For the harvest festival of Cheusok (September 14-16, 2016) a large part of the 10 million inhabitants of Seoul travel back to their ancestral home towns in the rural parts of the country, making public transportation a nightmare. Even trains and buses sometimes sell out in advance of the holiday. So the group decided that the best strategy to avoid mass transit during peak holiday time was to get a ride down to the beach city of Busan in the south, and ride north back to Seoul. David and Emily had arranged for a truck to pick up all seven of our bicycles to drive them across the country to Busan, and we’d head down via the speedy bullet train known as the KTX. The bikes were strapped down to a little bongo truck and we waved goodbye to them. It was really happening now! The air was festive and the weather was not unbearably hot as it had been just before I arrived. Tunes was technically supposed to be in a carrier, but I was packing light(ish), so Emily let me borrow her over-the-shoulders wool Kodi-carrier bag and a long, light purple scarf to drape covertly over my pooch.
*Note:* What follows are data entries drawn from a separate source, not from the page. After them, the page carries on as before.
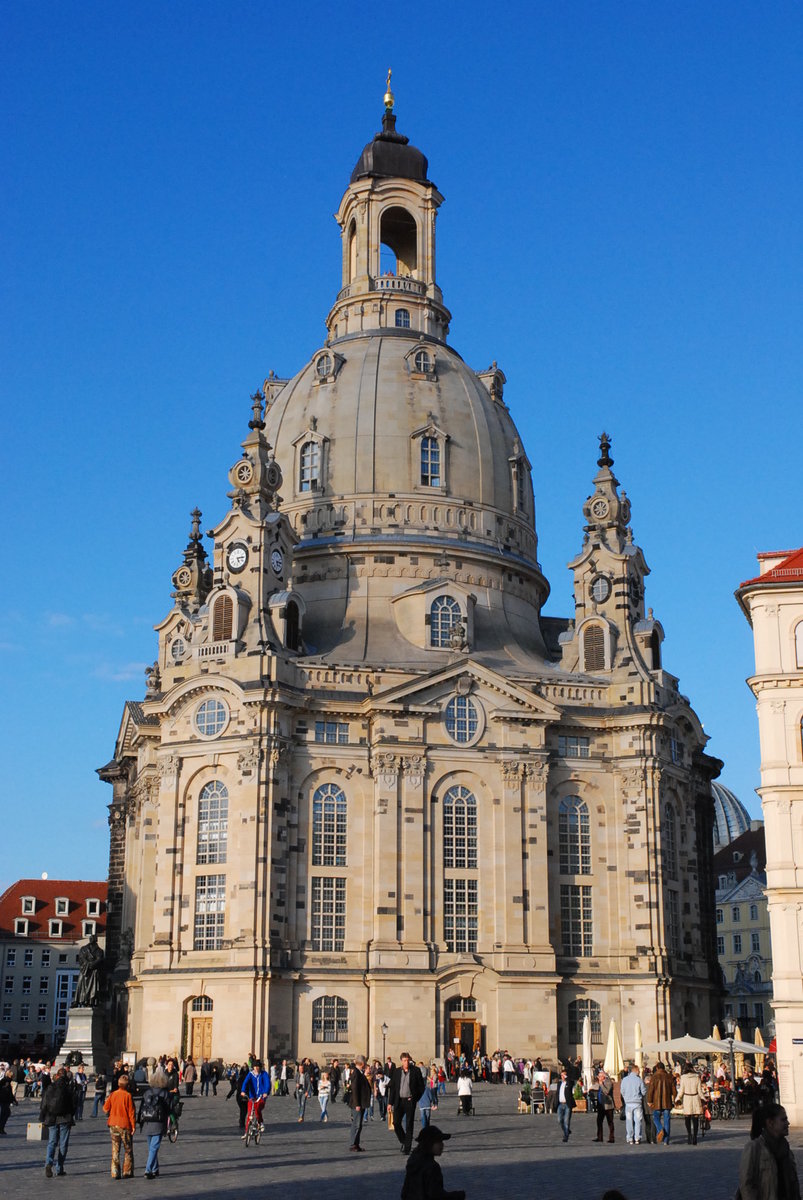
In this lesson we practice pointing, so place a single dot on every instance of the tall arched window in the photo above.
(310, 467)
(577, 1011)
(574, 837)
(292, 625)
(460, 828)
(329, 1019)
(222, 619)
(431, 474)
(669, 841)
(444, 612)
(329, 826)
(460, 871)
(213, 822)
(593, 648)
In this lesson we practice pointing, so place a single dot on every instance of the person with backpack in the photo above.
(153, 1117)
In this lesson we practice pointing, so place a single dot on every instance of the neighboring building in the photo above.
(731, 819)
(370, 783)
(743, 942)
(43, 923)
(773, 604)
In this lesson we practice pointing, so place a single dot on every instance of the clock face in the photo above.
(237, 557)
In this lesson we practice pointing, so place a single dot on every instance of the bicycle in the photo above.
(253, 1129)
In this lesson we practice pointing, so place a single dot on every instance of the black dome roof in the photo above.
(390, 154)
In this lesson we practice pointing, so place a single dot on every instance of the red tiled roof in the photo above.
(45, 892)
(789, 571)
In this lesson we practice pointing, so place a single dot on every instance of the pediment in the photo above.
(503, 697)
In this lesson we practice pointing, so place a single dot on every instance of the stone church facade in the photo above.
(370, 783)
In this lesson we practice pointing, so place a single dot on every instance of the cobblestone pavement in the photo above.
(493, 1153)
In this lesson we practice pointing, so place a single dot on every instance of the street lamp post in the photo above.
(730, 1029)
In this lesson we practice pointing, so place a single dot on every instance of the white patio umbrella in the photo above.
(613, 1061)
(587, 1060)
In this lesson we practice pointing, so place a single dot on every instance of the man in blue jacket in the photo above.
(256, 1090)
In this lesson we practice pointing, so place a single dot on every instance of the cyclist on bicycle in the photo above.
(256, 1091)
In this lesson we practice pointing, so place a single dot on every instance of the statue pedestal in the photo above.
(85, 1037)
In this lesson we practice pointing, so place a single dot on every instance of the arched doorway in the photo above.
(463, 1029)
(201, 1027)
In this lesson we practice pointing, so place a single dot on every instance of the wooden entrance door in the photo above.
(202, 1038)
(463, 1035)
It was around a two hour ride, and we reached speeds of almost 300km/hour (186 mph) as we careened through the Korean countryside. Tunes was a perfect stowaway, just as she’d been stealthy on the plane.
And so the Magnicicent Seven +1 began our trek. Alyssa and her husband Tyge, who both had helped me out greatly upon my arrival by settling my cab fare, had set out a day earlier for the beach. Emily, David, Mindi, Jim, Petunia, the aforementioned +1, and I were on our way to join them for our cross-Korean trip.
Heading to board the train like a bunch of bosses!
Once in Busan, we found our hotel, and the bike truck showed up pretty soon after that. They were mostly in tact, although the rivets that held on one of Tunes’s sun shade poles had failed. Luckily I have an external buckling belt around it to help hold it down for now. I’d found the blue and orange belt on the side of the road attached to an abandoned life jacket during my first tour scavenger and make-doer that I am. This trip has made me realize just how much her carrier and my bike have gone through, after months of touring and thousands of miles. They’re both starting to show som serious signs of wear and an embarrassing lack of maintenance. After seeing my new bike friends so lovingly care for their rigs with such zeal and savvy, I felt a bit underwhelmed with my own skills and attention to the machine that was making this all possible.
Our first group outing was nothing less than superb. We walked down to a beachside burger place for some Western fare where all of the staff spoke petty good English, which wasn’t alway the case in Seoul. Without a squid or a soju in sight, we downed some American grub and headed out for a night beach visit before retiring in advance of our big day.